Zu Pfingsten gedenken wir Deiner mit
herzlichen Wünschen und Grüßen. Leider scheinen die Eisheiligen, ein
wenig verspätet, gerade in die Festzeit zu fallen. Ich habe Dir schon
geschrieben, daß wir beabsichtigen, Dich am Sonntag den 24. Mai
vorm. zu
besuchen. Wir wollen tags zuvor an der 50jahrfeier der Heidelberger
Akademie teilnehmen, zu der auch
Heuß nach
Heidelberg kommen
wird. –
Wir sind in tiefe Trauer versetzt. Eigentlich sollten
wir
heute um 11 Uhr an der kirchlichen
Trauung meines Patenkindes
Silvia
Wais teilnehmen. Vorgestern aber ist
ihre Mutter plötzlich
gestorben. Wir werden also um 16 Uhr
[2]
| zu ihrer Beerdigung
gehen.
Zur Erinnerung an die Personen:
Frau Professor Wais war die mir
nächststehende Freundin in
Tübingen. Ihr
Vater war der
Kirchenhistoriker
Holl in
Berlin. Sie selbst hat bei mir
in Berlin den Dr. phil gemacht. Ich habe sie seit ihrem 15.
Lebensjahr gekannt.
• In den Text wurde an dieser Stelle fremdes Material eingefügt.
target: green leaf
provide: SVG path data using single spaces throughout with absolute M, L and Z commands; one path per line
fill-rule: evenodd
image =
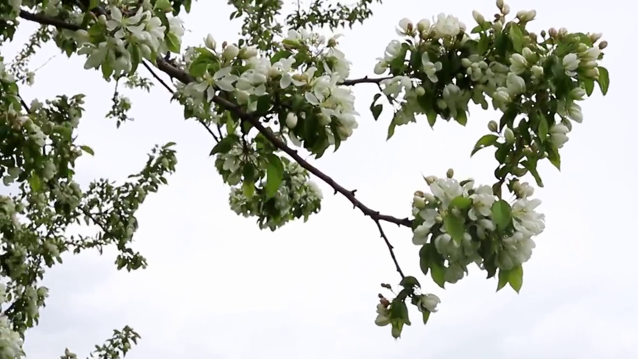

Du hast sie auch in Berlin gesehen: wer ihren
strahlend blonden Kopf gesehen hat, vergißt ihn nicht. Ebenso
strahlend war das Temperament. Ihr Mann ist der Professor für roman.
Sprachen
Wais (aus
Stuttgart.) 4 Kinder von denen eines im
Neckar ertrunken ist.
Silvia,
die älteste, ist Gerichtsreferendarin, heiratet ins Oldenburgische
hin. Marta Wais hatte ein jahrelang überanstrengtes Herz. Es kam aber
ein Autounfall auf der Rückfahrt v.
München
hinzu. Er schien harmlos. Nur wegen des Hochzeitstrubels brachte man
sie in die Klinik. Dort ist sie still eingeschlafen.